Kennedy apareció por un pasillo enmoquetado, le estrechó la mano a Kurtz como si fuera un cliente de su negocio y lo condujo a través de un corto laberinto de pasillos y salas con ventanales de cristal donde varios hombres y mujeres trabajan en terminales de ordenador con grandes monitores de pantalla plana.

—El negocio de la seguridad parece estar en auge —observó Kurtz.

—Lo está —corroboró Brian Kennedy—. A pesar de la mala situación económica. O tal vez a causa de ella. Los que no tienen piensan en modos ilegales de conseguirlo. Los que todavía tienen están dispuestos a pagar más para conservarlo.

El despacho de Kennedy, en la oficina de la esquina, tenía particiones sólidas que lo separaban del resto del laberinto comunal, pero las dos paredes exteriores orientadas a Búfalo eran totalmente de cristal.

La oficina contaba con un escritorio moderno pero no estrafalario, tres ordenadores, un cómodo sofá de cuero y una pequeña mesa de conferencias oval cerca de la esquina de las paredes de cristal. En un carro con ruedas había un reproductor de vídeo de calidad profesional y un monitor. Rigby King estaba sentada al otro lado de la mesa oval.

—Joe.

—Detective King —dijo Kurtz.

Kennedy no dudó en indicarle a Kurtz que se sentara a la derecha de Rigby. Él se acomodó en el lado opuesto del óvalo.
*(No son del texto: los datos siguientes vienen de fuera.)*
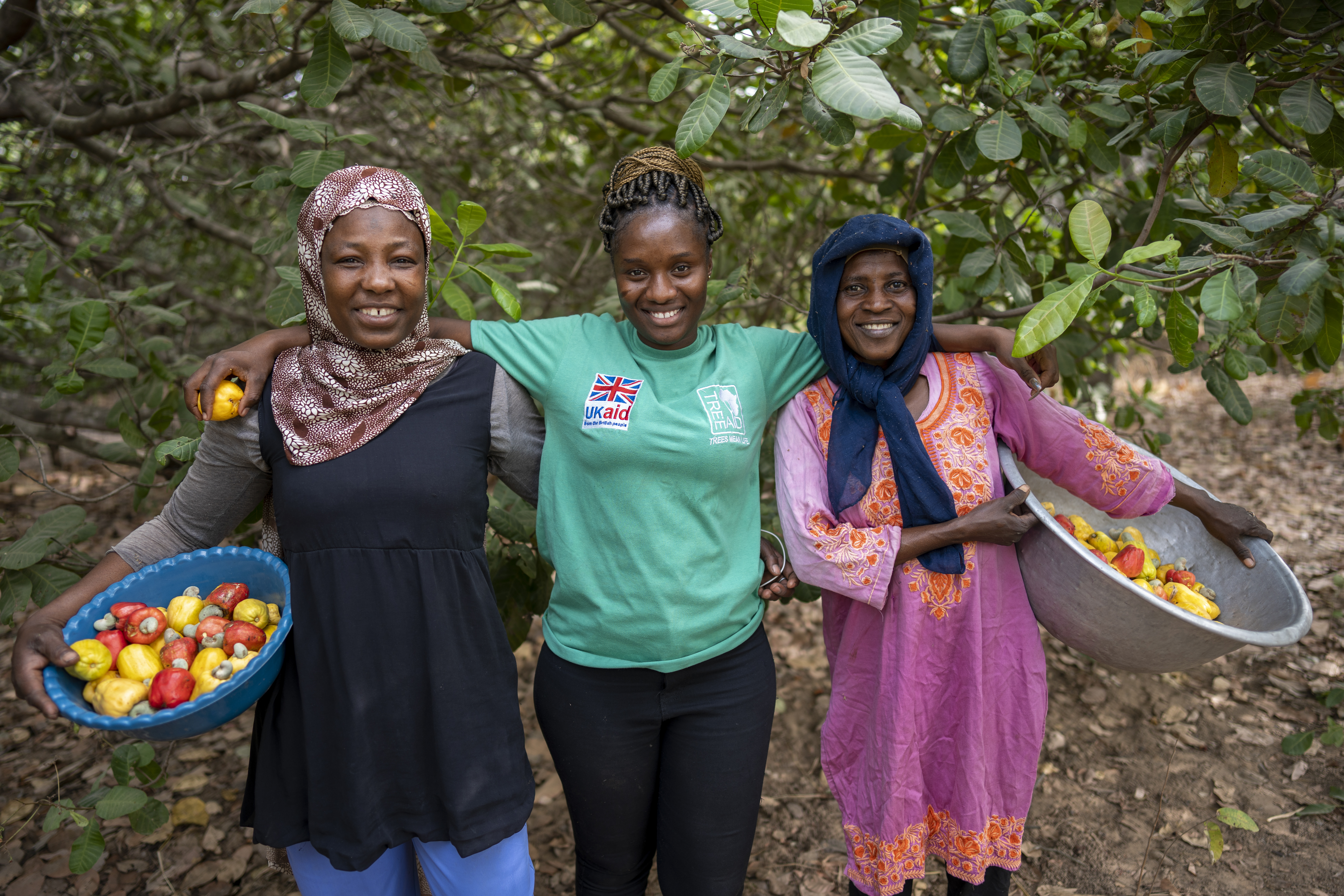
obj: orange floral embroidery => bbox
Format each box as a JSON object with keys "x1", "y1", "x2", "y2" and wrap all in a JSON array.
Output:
[
  {"x1": 844, "y1": 806, "x2": 1027, "y2": 896},
  {"x1": 1078, "y1": 416, "x2": 1153, "y2": 497},
  {"x1": 808, "y1": 512, "x2": 887, "y2": 587},
  {"x1": 900, "y1": 541, "x2": 976, "y2": 619}
]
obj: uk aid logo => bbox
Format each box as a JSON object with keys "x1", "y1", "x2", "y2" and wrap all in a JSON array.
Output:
[
  {"x1": 696, "y1": 384, "x2": 751, "y2": 445},
  {"x1": 583, "y1": 373, "x2": 644, "y2": 430}
]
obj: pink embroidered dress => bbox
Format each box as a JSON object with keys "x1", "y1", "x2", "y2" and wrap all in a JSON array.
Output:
[{"x1": 775, "y1": 353, "x2": 1175, "y2": 896}]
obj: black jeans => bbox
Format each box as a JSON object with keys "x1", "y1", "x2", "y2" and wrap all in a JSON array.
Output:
[
  {"x1": 850, "y1": 865, "x2": 1012, "y2": 896},
  {"x1": 532, "y1": 627, "x2": 774, "y2": 896}
]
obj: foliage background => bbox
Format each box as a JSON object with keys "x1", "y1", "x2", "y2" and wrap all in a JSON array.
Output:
[{"x1": 0, "y1": 0, "x2": 1344, "y2": 627}]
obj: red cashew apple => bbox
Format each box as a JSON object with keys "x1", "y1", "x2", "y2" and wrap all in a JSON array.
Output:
[
  {"x1": 126, "y1": 607, "x2": 168, "y2": 643},
  {"x1": 149, "y1": 669, "x2": 196, "y2": 709},
  {"x1": 224, "y1": 622, "x2": 266, "y2": 657},
  {"x1": 206, "y1": 582, "x2": 247, "y2": 615},
  {"x1": 193, "y1": 617, "x2": 228, "y2": 647},
  {"x1": 1167, "y1": 570, "x2": 1195, "y2": 590},
  {"x1": 159, "y1": 638, "x2": 196, "y2": 669},
  {"x1": 94, "y1": 629, "x2": 128, "y2": 669},
  {"x1": 1112, "y1": 544, "x2": 1146, "y2": 579},
  {"x1": 107, "y1": 600, "x2": 147, "y2": 631}
]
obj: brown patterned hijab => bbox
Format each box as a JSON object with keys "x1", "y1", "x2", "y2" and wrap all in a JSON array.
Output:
[{"x1": 270, "y1": 165, "x2": 466, "y2": 466}]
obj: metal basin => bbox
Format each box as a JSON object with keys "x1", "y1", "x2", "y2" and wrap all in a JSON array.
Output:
[{"x1": 999, "y1": 442, "x2": 1312, "y2": 672}]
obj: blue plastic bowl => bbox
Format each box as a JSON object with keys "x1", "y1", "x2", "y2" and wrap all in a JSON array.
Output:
[{"x1": 42, "y1": 547, "x2": 293, "y2": 740}]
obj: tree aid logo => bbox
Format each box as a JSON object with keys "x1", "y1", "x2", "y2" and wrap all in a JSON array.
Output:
[
  {"x1": 696, "y1": 384, "x2": 751, "y2": 445},
  {"x1": 583, "y1": 373, "x2": 644, "y2": 430}
]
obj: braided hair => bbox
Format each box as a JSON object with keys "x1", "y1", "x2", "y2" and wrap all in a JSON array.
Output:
[{"x1": 597, "y1": 146, "x2": 723, "y2": 254}]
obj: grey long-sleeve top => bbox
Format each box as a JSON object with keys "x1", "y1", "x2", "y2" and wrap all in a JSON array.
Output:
[{"x1": 112, "y1": 365, "x2": 546, "y2": 570}]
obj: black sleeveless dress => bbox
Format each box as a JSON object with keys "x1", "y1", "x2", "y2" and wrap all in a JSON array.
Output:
[{"x1": 242, "y1": 352, "x2": 535, "y2": 870}]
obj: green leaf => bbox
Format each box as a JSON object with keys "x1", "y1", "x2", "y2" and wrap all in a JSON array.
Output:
[
  {"x1": 70, "y1": 818, "x2": 104, "y2": 875},
  {"x1": 1024, "y1": 102, "x2": 1069, "y2": 140},
  {"x1": 24, "y1": 563, "x2": 79, "y2": 607},
  {"x1": 79, "y1": 356, "x2": 140, "y2": 380},
  {"x1": 676, "y1": 75, "x2": 730, "y2": 158},
  {"x1": 1199, "y1": 265, "x2": 1255, "y2": 321},
  {"x1": 802, "y1": 90, "x2": 853, "y2": 146},
  {"x1": 1306, "y1": 114, "x2": 1344, "y2": 168},
  {"x1": 0, "y1": 535, "x2": 51, "y2": 570},
  {"x1": 715, "y1": 34, "x2": 770, "y2": 59},
  {"x1": 1255, "y1": 285, "x2": 1310, "y2": 345},
  {"x1": 300, "y1": 24, "x2": 352, "y2": 107},
  {"x1": 1237, "y1": 204, "x2": 1312, "y2": 231},
  {"x1": 649, "y1": 59, "x2": 683, "y2": 102},
  {"x1": 155, "y1": 435, "x2": 200, "y2": 466},
  {"x1": 957, "y1": 246, "x2": 999, "y2": 277},
  {"x1": 1242, "y1": 149, "x2": 1317, "y2": 193},
  {"x1": 1120, "y1": 239, "x2": 1180, "y2": 265},
  {"x1": 1167, "y1": 293, "x2": 1199, "y2": 367},
  {"x1": 933, "y1": 106, "x2": 976, "y2": 134},
  {"x1": 266, "y1": 281, "x2": 304, "y2": 326},
  {"x1": 1278, "y1": 255, "x2": 1329, "y2": 296},
  {"x1": 1012, "y1": 277, "x2": 1093, "y2": 357},
  {"x1": 812, "y1": 44, "x2": 903, "y2": 120},
  {"x1": 1069, "y1": 205, "x2": 1110, "y2": 265},
  {"x1": 742, "y1": 81, "x2": 789, "y2": 134},
  {"x1": 835, "y1": 17, "x2": 902, "y2": 56},
  {"x1": 470, "y1": 265, "x2": 523, "y2": 320},
  {"x1": 1204, "y1": 360, "x2": 1253, "y2": 426},
  {"x1": 456, "y1": 199, "x2": 485, "y2": 239},
  {"x1": 1208, "y1": 134, "x2": 1237, "y2": 198},
  {"x1": 327, "y1": 0, "x2": 374, "y2": 40},
  {"x1": 1280, "y1": 731, "x2": 1316, "y2": 756},
  {"x1": 0, "y1": 438, "x2": 19, "y2": 482},
  {"x1": 368, "y1": 8, "x2": 425, "y2": 52},
  {"x1": 1312, "y1": 293, "x2": 1344, "y2": 365},
  {"x1": 1278, "y1": 78, "x2": 1335, "y2": 134},
  {"x1": 289, "y1": 150, "x2": 347, "y2": 187},
  {"x1": 234, "y1": 0, "x2": 286, "y2": 19},
  {"x1": 425, "y1": 206, "x2": 457, "y2": 253},
  {"x1": 948, "y1": 16, "x2": 994, "y2": 85},
  {"x1": 66, "y1": 301, "x2": 112, "y2": 357},
  {"x1": 1195, "y1": 62, "x2": 1255, "y2": 115},
  {"x1": 95, "y1": 784, "x2": 149, "y2": 819},
  {"x1": 1204, "y1": 821, "x2": 1223, "y2": 862},
  {"x1": 468, "y1": 243, "x2": 532, "y2": 258},
  {"x1": 23, "y1": 246, "x2": 47, "y2": 302},
  {"x1": 1176, "y1": 218, "x2": 1250, "y2": 249},
  {"x1": 129, "y1": 799, "x2": 168, "y2": 836},
  {"x1": 929, "y1": 211, "x2": 994, "y2": 243},
  {"x1": 774, "y1": 9, "x2": 822, "y2": 46},
  {"x1": 976, "y1": 110, "x2": 1021, "y2": 161},
  {"x1": 438, "y1": 279, "x2": 476, "y2": 321},
  {"x1": 543, "y1": 0, "x2": 597, "y2": 28}
]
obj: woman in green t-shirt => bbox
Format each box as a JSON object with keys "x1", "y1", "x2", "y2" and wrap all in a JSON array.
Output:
[{"x1": 187, "y1": 146, "x2": 1054, "y2": 896}]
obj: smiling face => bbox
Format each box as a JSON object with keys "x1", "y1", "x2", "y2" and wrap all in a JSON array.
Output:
[
  {"x1": 836, "y1": 250, "x2": 915, "y2": 368},
  {"x1": 321, "y1": 206, "x2": 425, "y2": 349},
  {"x1": 612, "y1": 207, "x2": 714, "y2": 351}
]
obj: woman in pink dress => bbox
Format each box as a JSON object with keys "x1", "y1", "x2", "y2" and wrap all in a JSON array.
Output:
[{"x1": 775, "y1": 215, "x2": 1273, "y2": 896}]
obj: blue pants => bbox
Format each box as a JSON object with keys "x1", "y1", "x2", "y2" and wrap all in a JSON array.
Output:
[{"x1": 286, "y1": 826, "x2": 535, "y2": 896}]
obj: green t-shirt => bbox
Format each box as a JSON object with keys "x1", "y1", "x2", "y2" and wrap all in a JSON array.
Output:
[{"x1": 472, "y1": 314, "x2": 827, "y2": 672}]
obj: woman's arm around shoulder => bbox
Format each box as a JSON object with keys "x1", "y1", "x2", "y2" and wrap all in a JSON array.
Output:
[
  {"x1": 489, "y1": 364, "x2": 546, "y2": 506},
  {"x1": 933, "y1": 324, "x2": 1059, "y2": 398}
]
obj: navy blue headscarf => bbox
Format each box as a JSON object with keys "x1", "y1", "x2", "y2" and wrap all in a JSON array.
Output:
[{"x1": 808, "y1": 215, "x2": 966, "y2": 572}]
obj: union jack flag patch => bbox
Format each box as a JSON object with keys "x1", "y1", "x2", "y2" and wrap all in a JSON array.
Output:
[{"x1": 583, "y1": 373, "x2": 644, "y2": 430}]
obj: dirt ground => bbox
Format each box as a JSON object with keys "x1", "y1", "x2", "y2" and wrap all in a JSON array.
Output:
[{"x1": 0, "y1": 365, "x2": 1344, "y2": 896}]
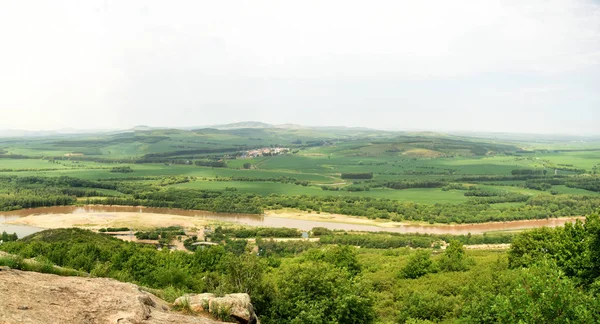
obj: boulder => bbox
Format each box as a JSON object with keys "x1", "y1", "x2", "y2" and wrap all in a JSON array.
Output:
[{"x1": 174, "y1": 294, "x2": 260, "y2": 324}]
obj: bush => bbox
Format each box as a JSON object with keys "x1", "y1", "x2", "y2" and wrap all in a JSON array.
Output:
[{"x1": 400, "y1": 250, "x2": 438, "y2": 279}]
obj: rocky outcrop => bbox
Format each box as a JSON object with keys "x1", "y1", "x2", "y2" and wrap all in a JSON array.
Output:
[
  {"x1": 0, "y1": 267, "x2": 221, "y2": 324},
  {"x1": 174, "y1": 294, "x2": 260, "y2": 324}
]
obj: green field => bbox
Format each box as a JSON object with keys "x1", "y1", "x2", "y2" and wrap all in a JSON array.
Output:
[{"x1": 0, "y1": 128, "x2": 600, "y2": 222}]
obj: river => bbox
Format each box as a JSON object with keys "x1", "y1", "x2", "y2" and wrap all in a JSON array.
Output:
[{"x1": 0, "y1": 206, "x2": 583, "y2": 237}]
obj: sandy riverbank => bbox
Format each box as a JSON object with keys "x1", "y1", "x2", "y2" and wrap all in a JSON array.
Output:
[
  {"x1": 8, "y1": 212, "x2": 210, "y2": 230},
  {"x1": 4, "y1": 206, "x2": 583, "y2": 235}
]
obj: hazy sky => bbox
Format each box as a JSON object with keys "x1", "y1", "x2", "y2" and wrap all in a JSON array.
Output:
[{"x1": 0, "y1": 0, "x2": 600, "y2": 134}]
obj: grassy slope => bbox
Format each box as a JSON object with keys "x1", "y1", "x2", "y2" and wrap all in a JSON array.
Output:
[{"x1": 0, "y1": 129, "x2": 600, "y2": 203}]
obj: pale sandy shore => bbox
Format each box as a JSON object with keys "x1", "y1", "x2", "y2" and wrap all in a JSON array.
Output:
[
  {"x1": 6, "y1": 206, "x2": 583, "y2": 235},
  {"x1": 8, "y1": 212, "x2": 210, "y2": 229}
]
—La detective King me preguntó si podía sentarse con nosotros, señor Kurtz. No creí que a usted le importara.

Kurtz se encogió de hombros y se sentó en una silla. Dejó la carpeta de cuero de Gonzaga en el suelo junto a ella.

—¿Puedo traerle algo, señor Kurtz? Café, agua mineral, una cerveza… —Kennedy miró a Kurtz a los ojos cuando este se quitó las gafas de Ray Charles—. No, una cerveza no le haría mucho bien en este momento. Debe de estar tomando una cantidad respetable de medicación para el dolor.

—Estoy bien —dijo Kurtz.

—Esta mañana dejaste el hospital de manera algo precipitada, Joe —le reprochó Rigby King. Sus ojos marrones eran tan atractivos, profundos, inteligentes y vigilantes como recordaba—. Te dejaste tu ropa.

—Encontré otra —adujo Kurtz—. ¿Estoy arrestado?

Rigby sacudió la cabeza. Su pelo corto y ligeramente de punta le hacía parecer más joven de lo que era, al fin y al cabo era tres años mayor que Kurtz.

—Veamos el vídeo —sugirió.

—Peg sigue conectada al respirador y continúa inconsciente —informó Kennedy, como si alguien le hubiera preguntado—. Sin embargo, los doctores esperan poder pasar su situación de crítica a reservada en un par de días.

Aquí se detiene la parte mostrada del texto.